ParticleSwarmOptimization
The Particle Swarm Optimization (PSO) method is a global optimization algorithm inspired by the collective behavior of swarms in nature (e.g., flocks of birds, schools of fish). Unlike local refinement algorithms, PSO explores the search space broadly, making it well suited for discovering high-quality solutions in complex optimization landscapes.
In PSO, each particle represents a candidate thin-film design. Particles "fly" through the search space by updating their positions based on two factors: their own best-known solution and the best-known solution of the swarm. Over time, the swarm converges towards promising regions of the search space.
Since PSO generates candidate designs with arbitrary thicknesses, FilmOptima combines it with nested refinement using AdamW.
Advantages
Global Exploration: Escapes local minima via swarm-based search.
Nonlinearity Ready: Handles highly non-linear or discontinuous merit landscapes effectively.
Highly Parallelizable: Particles can be evaluated independently.
Refinement Synergy: Integrates naturally with local refinement for fine-tuning.
Limitations
Compute Intensive: More expensive than local methods (many particles × many simulations).
Parameter Sensitivity: Requires careful tuning of swarm parameters to balance exploration and convergence.
Premature Convergence Risk: Can collapse early if swarm diversity diminishes.
No global guarantees: No mathmatical guarantees regarding global optimality.
In FilmOptima
In FilmOptima, PSO belongs to the Global Optimization category of algorithms.
Parameters
Parameter
Description
↓ Thickness
The lower bound for candidate layer thicknesses.
↑ Thickness
The upper bound for candidate layer thicknesses.
c1
Cognitive coefficient – weight given to a particle’s own best-known position.
c2
Social coefficient – weight given to the swarm’s best-known position.
w
Inertia weight – controls the balance between exploration (high w) and exploitation (low w).
# Particles
Number of particles (candidate designs) in the swarm.
# Iterations
Number of swarm update steps (iterations) performed during the optimization.
The Stochastic Optimization method is a global optimization algorithm that explores the design space by generating random candidate solutions within specified bounds.
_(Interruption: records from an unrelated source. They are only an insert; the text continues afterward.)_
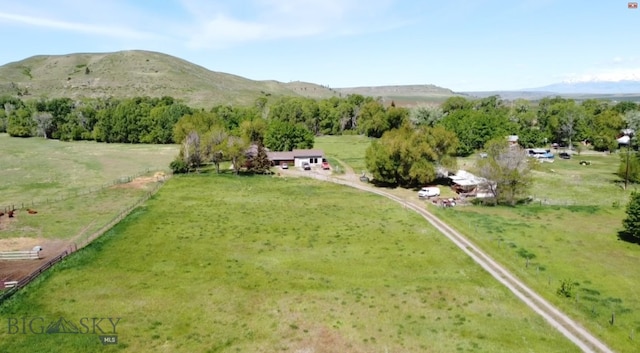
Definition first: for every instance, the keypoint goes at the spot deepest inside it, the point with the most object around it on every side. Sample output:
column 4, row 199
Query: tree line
column 457, row 127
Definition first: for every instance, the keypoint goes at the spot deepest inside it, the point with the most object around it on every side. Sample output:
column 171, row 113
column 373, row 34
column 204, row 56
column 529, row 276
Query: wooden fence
column 11, row 287
column 20, row 255
column 66, row 196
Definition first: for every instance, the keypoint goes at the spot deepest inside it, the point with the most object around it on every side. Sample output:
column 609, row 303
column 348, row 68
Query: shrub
column 179, row 166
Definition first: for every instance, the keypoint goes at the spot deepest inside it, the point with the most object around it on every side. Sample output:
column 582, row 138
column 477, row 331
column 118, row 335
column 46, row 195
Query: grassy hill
column 145, row 73
column 139, row 73
column 404, row 95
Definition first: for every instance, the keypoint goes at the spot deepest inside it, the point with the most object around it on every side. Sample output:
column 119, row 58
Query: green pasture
column 76, row 187
column 37, row 171
column 265, row 264
column 349, row 149
column 568, row 234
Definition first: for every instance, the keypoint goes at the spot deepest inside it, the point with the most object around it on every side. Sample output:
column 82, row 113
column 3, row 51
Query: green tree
column 629, row 171
column 236, row 152
column 259, row 162
column 507, row 170
column 426, row 115
column 20, row 123
column 631, row 223
column 409, row 157
column 215, row 147
column 285, row 136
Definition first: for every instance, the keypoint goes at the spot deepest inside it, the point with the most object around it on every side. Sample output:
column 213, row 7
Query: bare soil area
column 14, row 270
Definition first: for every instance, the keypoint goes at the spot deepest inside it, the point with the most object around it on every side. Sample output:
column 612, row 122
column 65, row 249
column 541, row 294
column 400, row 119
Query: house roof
column 308, row 153
column 538, row 150
column 291, row 155
column 464, row 178
column 285, row 155
column 624, row 139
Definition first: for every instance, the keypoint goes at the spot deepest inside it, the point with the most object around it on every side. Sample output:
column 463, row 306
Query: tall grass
column 265, row 264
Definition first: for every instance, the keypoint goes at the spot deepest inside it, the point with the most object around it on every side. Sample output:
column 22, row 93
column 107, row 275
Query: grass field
column 349, row 149
column 569, row 235
column 74, row 186
column 265, row 264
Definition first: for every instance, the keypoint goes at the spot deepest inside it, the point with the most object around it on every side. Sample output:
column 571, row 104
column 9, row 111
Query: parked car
column 564, row 155
column 430, row 191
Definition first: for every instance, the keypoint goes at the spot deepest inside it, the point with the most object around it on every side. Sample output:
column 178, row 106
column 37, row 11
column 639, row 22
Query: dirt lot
column 14, row 270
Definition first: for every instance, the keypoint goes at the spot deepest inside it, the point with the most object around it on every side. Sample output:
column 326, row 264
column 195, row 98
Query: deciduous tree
column 507, row 169
column 631, row 223
column 409, row 157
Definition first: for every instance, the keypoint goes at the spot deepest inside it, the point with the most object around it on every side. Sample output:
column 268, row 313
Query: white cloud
column 105, row 30
column 614, row 75
column 220, row 26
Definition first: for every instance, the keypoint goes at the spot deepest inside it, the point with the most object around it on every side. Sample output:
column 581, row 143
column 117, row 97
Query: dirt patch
column 324, row 340
column 14, row 270
column 6, row 222
column 137, row 183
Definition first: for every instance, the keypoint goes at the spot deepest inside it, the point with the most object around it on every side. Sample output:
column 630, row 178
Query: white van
column 430, row 191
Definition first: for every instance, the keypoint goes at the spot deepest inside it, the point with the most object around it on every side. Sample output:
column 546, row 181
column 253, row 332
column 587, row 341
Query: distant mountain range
column 594, row 87
column 615, row 90
column 144, row 73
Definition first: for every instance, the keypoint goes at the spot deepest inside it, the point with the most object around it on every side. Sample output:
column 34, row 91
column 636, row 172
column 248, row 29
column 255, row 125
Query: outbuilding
column 297, row 157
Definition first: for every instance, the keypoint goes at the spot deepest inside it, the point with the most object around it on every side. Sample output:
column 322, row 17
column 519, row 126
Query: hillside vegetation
column 143, row 73
column 138, row 73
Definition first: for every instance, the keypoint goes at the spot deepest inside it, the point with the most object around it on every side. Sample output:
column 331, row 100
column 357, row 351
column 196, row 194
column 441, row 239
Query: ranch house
column 297, row 157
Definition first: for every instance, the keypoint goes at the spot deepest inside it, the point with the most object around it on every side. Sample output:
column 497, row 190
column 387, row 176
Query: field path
column 560, row 321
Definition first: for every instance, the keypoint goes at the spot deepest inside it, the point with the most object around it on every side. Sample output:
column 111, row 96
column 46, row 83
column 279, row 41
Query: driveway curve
column 556, row 318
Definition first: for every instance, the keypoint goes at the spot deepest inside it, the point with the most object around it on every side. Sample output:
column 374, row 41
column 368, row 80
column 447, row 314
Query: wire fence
column 20, row 205
column 84, row 241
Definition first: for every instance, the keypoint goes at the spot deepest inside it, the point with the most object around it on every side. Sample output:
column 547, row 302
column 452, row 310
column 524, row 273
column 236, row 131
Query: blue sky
column 462, row 45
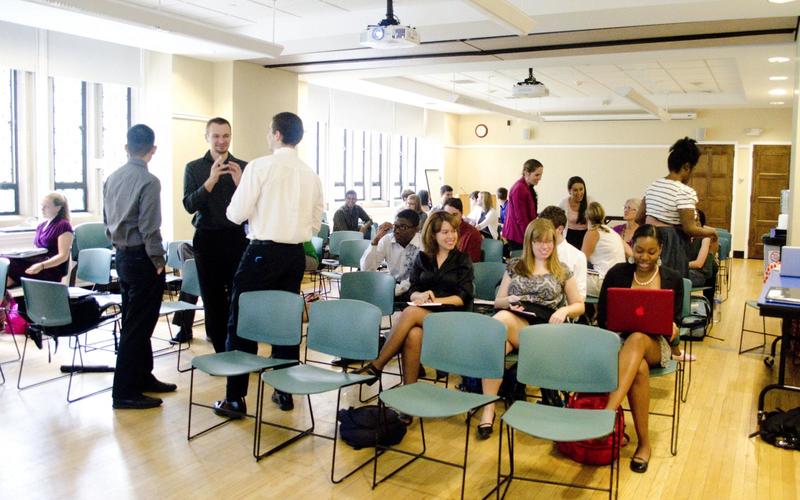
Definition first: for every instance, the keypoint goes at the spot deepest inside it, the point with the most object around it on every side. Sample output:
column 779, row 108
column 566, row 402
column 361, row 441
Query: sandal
column 370, row 369
column 485, row 430
column 684, row 357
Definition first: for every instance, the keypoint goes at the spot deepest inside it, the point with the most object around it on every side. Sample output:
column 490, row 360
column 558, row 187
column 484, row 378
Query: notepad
column 781, row 295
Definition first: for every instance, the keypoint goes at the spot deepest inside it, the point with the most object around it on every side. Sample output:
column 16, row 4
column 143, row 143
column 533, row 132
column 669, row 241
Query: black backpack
column 358, row 425
column 782, row 428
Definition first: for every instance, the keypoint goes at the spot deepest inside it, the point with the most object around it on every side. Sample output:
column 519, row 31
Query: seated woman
column 602, row 246
column 538, row 279
column 54, row 235
column 440, row 274
column 641, row 351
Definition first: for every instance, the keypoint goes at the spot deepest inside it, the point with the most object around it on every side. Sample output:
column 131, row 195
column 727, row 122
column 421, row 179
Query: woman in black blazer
column 641, row 351
column 441, row 274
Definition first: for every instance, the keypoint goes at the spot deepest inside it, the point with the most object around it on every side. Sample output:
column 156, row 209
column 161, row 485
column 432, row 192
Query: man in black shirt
column 208, row 186
column 347, row 217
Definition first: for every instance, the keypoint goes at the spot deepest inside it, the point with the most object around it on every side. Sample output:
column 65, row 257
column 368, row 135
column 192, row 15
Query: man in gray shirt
column 132, row 214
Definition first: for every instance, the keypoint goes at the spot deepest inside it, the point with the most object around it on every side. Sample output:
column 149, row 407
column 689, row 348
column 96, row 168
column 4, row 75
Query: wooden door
column 712, row 178
column 770, row 176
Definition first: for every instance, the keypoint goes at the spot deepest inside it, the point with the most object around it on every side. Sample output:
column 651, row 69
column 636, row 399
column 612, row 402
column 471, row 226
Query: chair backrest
column 487, row 276
column 270, row 316
column 724, row 247
column 89, row 235
column 569, row 357
column 324, row 232
column 4, row 263
column 47, row 302
column 464, row 343
column 492, row 250
column 337, row 237
column 173, row 258
column 350, row 252
column 344, row 328
column 318, row 244
column 190, row 282
column 374, row 287
column 94, row 265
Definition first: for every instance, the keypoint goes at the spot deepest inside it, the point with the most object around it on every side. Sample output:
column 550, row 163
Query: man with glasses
column 397, row 245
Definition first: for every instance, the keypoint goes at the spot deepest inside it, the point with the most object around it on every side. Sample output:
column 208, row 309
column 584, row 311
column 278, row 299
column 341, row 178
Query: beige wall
column 246, row 94
column 617, row 159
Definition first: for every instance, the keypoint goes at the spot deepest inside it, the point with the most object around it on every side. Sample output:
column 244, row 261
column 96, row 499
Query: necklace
column 646, row 283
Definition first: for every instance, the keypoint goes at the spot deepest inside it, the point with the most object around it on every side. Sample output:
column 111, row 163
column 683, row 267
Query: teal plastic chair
column 566, row 357
column 337, row 237
column 190, row 284
column 343, row 328
column 464, row 343
column 488, row 276
column 4, row 263
column 491, row 250
column 266, row 316
column 87, row 235
column 47, row 306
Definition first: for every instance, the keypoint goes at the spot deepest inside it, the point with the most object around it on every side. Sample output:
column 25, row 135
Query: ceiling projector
column 529, row 87
column 388, row 34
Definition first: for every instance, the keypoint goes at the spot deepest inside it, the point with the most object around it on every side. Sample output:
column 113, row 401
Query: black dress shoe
column 283, row 400
column 639, row 465
column 181, row 337
column 234, row 409
column 158, row 386
column 136, row 403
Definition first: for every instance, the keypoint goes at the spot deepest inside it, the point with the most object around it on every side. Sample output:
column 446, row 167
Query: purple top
column 47, row 237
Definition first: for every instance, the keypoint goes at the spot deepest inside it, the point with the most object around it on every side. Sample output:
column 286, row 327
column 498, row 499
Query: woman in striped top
column 669, row 204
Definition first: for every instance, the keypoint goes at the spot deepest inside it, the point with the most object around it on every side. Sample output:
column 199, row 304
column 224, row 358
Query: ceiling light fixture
column 643, row 102
column 505, row 14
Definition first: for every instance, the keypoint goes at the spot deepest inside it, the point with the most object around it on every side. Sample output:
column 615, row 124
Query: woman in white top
column 489, row 219
column 669, row 204
column 575, row 207
column 603, row 247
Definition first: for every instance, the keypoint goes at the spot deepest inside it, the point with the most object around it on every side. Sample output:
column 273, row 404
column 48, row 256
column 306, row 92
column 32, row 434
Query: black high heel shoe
column 371, row 370
column 485, row 430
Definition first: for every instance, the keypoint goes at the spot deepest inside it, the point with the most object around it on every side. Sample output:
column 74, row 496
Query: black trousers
column 142, row 291
column 264, row 266
column 217, row 255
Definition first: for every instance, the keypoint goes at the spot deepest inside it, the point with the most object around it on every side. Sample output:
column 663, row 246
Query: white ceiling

Unlike deterministic methods such as Branch and Bound or Exhaustive Search, it relies on probability and repeated sampling to discover high-performing designs.
Each run begins by randomly assigning layer thicknesses between the defined lower and upper limits. These candidate designs are then refined using AdamW.
Repeating this process across many independent runs increases the likelihood of finding a near-global optimum, even in highly complex design landscapes.
Advantages
Broad exploration: Random sampling helps escape local minima.
Simplicity: Easy to configure and extend with more runs.
Effective with refinement: Nested AdamW ensures each random candidate is optimized locally.
Scalable: More runs increase the chance of finding high-quality solutions.
Limitations
No global guarantees: Results depend on the number of runs and randomness.
Potentially high computational cost: More runs and larger stacks increase runtime.
Reproducibility: Different random seeds may lead to different outcomes.
In FilmOptima
In FilmOptima, Stochastic Optimization belongs to the Global Optimization category of algorithms.
Parameters
Parameter
Description
↓ Thickness
The lower bound for candidate layer thicknesses.
↑ Thickness
The upper bound for candidate layer thicknesses.
# Runs
Number of independent random initializations to perform. Higher values improve reliability but increase runtime.